In line with other listed firms, Knights has said it will not provide forward-looking financial guidance to investors and analysts at this time.
All employees have been working from home since 13 March. Knights said previous investments in secure, robust systems, infrastructure and technology platforms have enabled teams to work effectively from home, with productivity remaining at normal levels.
Knights' shares were steady this morning at 330p, compared with 488p before the crisis.

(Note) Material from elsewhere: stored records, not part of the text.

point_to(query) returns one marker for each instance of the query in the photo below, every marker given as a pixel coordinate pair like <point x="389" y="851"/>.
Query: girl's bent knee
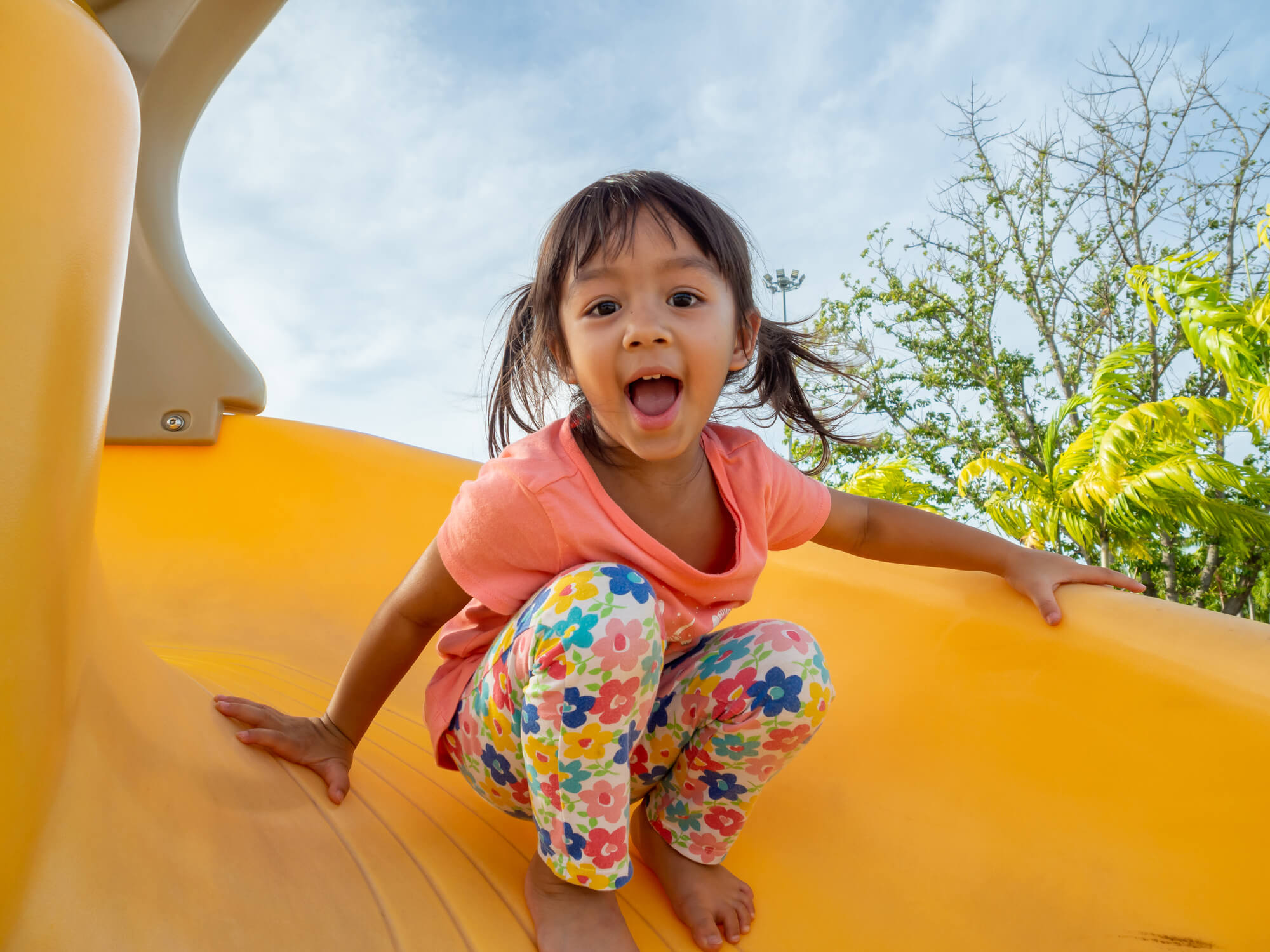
<point x="797" y="656"/>
<point x="606" y="611"/>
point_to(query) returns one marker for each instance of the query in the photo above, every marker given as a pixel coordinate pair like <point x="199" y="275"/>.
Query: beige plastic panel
<point x="175" y="357"/>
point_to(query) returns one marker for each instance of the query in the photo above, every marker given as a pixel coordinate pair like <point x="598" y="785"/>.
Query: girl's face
<point x="651" y="336"/>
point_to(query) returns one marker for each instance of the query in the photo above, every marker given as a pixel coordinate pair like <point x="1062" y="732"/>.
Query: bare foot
<point x="570" y="918"/>
<point x="708" y="899"/>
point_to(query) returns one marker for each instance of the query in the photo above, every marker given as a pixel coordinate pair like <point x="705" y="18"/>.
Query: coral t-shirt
<point x="539" y="510"/>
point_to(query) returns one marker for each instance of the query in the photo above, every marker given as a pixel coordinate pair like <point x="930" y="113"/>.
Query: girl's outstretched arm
<point x="892" y="532"/>
<point x="425" y="601"/>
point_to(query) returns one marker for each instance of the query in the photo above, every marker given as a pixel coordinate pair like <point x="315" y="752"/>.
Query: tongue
<point x="655" y="397"/>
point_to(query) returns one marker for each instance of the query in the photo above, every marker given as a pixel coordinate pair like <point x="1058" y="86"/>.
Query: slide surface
<point x="984" y="783"/>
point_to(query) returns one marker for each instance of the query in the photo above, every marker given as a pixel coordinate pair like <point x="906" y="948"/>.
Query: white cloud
<point x="373" y="178"/>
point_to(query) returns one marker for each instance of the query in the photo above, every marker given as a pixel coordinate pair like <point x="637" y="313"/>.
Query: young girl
<point x="580" y="581"/>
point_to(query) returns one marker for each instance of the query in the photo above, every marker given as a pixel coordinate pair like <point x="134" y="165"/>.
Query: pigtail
<point x="782" y="352"/>
<point x="518" y="383"/>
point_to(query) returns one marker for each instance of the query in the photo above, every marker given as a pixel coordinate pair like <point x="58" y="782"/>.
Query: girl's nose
<point x="643" y="329"/>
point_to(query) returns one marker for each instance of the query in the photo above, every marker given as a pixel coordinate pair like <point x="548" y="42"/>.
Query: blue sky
<point x="373" y="177"/>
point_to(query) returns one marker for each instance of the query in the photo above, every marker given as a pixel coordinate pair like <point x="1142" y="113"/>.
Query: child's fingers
<point x="1098" y="576"/>
<point x="272" y="741"/>
<point x="336" y="776"/>
<point x="1048" y="606"/>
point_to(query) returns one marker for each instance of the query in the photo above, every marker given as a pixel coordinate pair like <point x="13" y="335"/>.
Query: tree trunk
<point x="1206" y="579"/>
<point x="1248" y="579"/>
<point x="1166" y="550"/>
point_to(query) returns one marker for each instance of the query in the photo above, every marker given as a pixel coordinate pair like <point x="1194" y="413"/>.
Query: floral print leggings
<point x="573" y="717"/>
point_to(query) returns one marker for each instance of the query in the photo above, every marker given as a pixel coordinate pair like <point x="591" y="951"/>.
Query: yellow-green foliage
<point x="1139" y="468"/>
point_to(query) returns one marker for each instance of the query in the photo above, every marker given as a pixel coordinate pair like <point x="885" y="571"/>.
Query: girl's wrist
<point x="335" y="728"/>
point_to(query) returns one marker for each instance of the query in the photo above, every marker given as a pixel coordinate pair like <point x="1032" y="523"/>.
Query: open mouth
<point x="655" y="395"/>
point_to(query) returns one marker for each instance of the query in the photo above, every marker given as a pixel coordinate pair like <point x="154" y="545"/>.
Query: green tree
<point x="996" y="314"/>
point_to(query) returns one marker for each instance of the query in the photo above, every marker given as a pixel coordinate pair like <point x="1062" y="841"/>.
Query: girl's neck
<point x="653" y="477"/>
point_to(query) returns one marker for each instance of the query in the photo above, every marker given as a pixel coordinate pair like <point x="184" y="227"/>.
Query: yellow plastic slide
<point x="984" y="783"/>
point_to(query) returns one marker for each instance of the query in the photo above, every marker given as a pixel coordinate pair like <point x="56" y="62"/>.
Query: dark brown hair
<point x="601" y="220"/>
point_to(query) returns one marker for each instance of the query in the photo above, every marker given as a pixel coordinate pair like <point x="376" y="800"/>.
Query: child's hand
<point x="1036" y="573"/>
<point x="309" y="742"/>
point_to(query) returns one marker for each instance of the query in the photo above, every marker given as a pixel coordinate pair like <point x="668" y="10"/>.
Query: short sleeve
<point x="498" y="543"/>
<point x="798" y="506"/>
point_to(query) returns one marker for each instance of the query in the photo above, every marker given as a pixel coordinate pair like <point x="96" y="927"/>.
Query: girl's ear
<point x="747" y="337"/>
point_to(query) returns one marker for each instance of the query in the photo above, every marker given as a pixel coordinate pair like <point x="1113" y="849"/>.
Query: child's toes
<point x="731" y="925"/>
<point x="704" y="931"/>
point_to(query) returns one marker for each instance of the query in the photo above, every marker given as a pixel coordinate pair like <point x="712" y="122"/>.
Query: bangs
<point x="600" y="221"/>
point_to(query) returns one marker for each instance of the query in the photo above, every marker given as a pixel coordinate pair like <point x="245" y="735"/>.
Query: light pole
<point x="784" y="285"/>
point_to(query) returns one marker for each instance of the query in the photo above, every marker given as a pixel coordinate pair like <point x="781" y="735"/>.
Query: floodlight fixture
<point x="784" y="285"/>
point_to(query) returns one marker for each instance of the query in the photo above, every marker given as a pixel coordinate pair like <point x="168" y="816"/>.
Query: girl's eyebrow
<point x="670" y="265"/>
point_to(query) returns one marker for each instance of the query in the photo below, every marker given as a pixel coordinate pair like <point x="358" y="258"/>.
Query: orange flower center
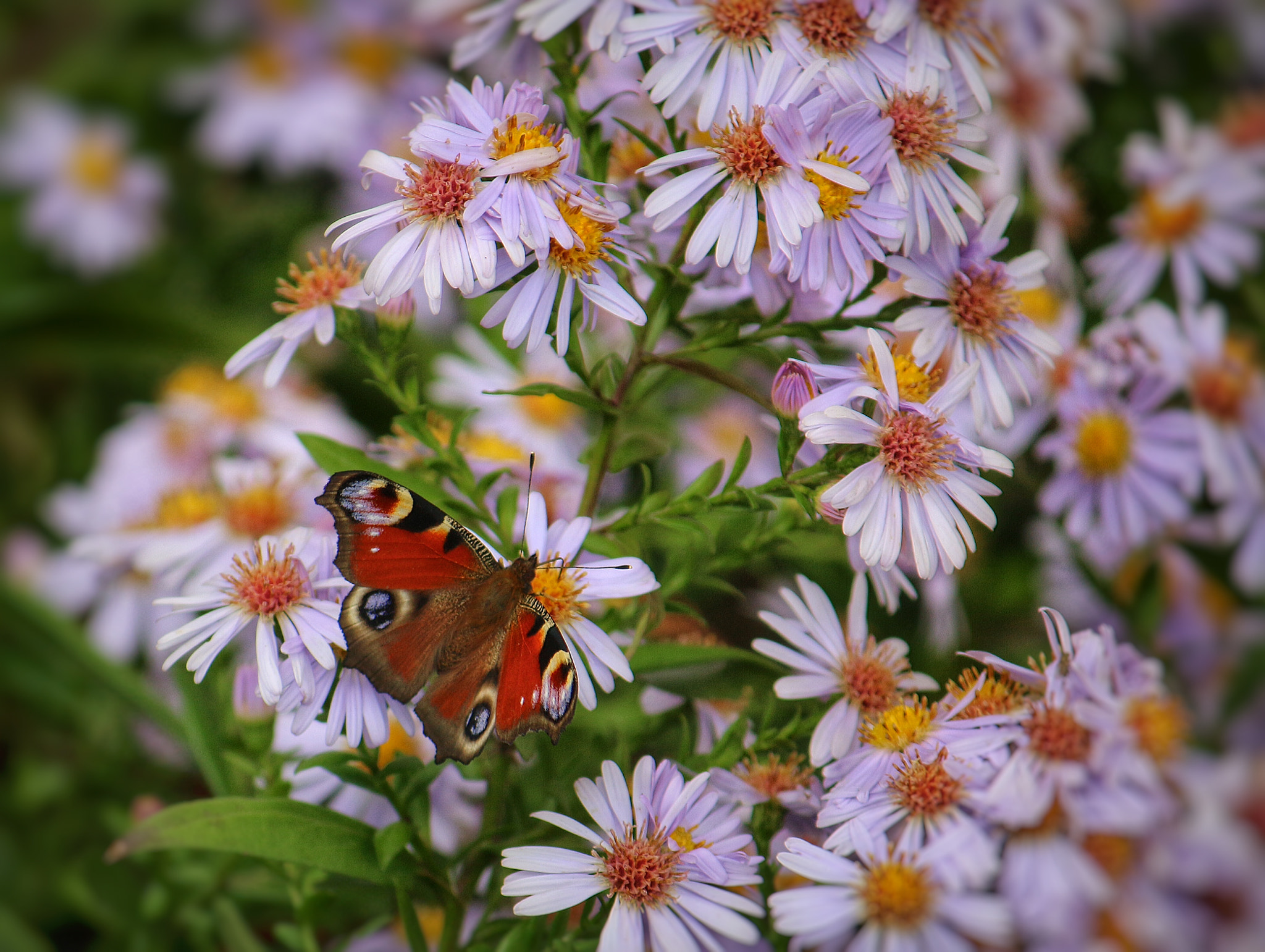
<point x="642" y="871"/>
<point x="742" y="20"/>
<point x="322" y="284"/>
<point x="921" y="128"/>
<point x="925" y="789"/>
<point x="744" y="151"/>
<point x="912" y="450"/>
<point x="833" y="27"/>
<point x="1057" y="736"/>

The firm is highly unlikely to be the only one implementing salary cuts as several workstreams dry up and revenues plummet. The difference with Knights is that as a listed firm it is required to report such changes publicly.
Meanwhile, another listed firm, the Ince Group, has announced it is 'no longer confident' of producing results in line with market expectations either for the year ending 31 March 2020 or for the 2020/21 year.
The Ince board has cancelled the interim dividend due for payment next year and is limiting discretionary expenditure and is ‘examining other means’ of reducing spending further. The company said it is exploring financial initiatives to support business announced by the UK government and will use them ‘wherever commercially sensible’.
The COVID-19 is having a ‘significant’ effect on the group’s UK business, having progressively impacted all its international offices beginning with China. Clients’ businesses may also be affected, with consequent uncertainty about the timing of collection of fees.
The firm’s share price dropped almost 10% following today’s update. Shares are worth 23p, having traded at more than 115p at the turn of the year.
*The Law Society is keeping the coronavirus situation under review and monitoring the advice it receives from the Foreign & Commonwealth Office and Public Health England.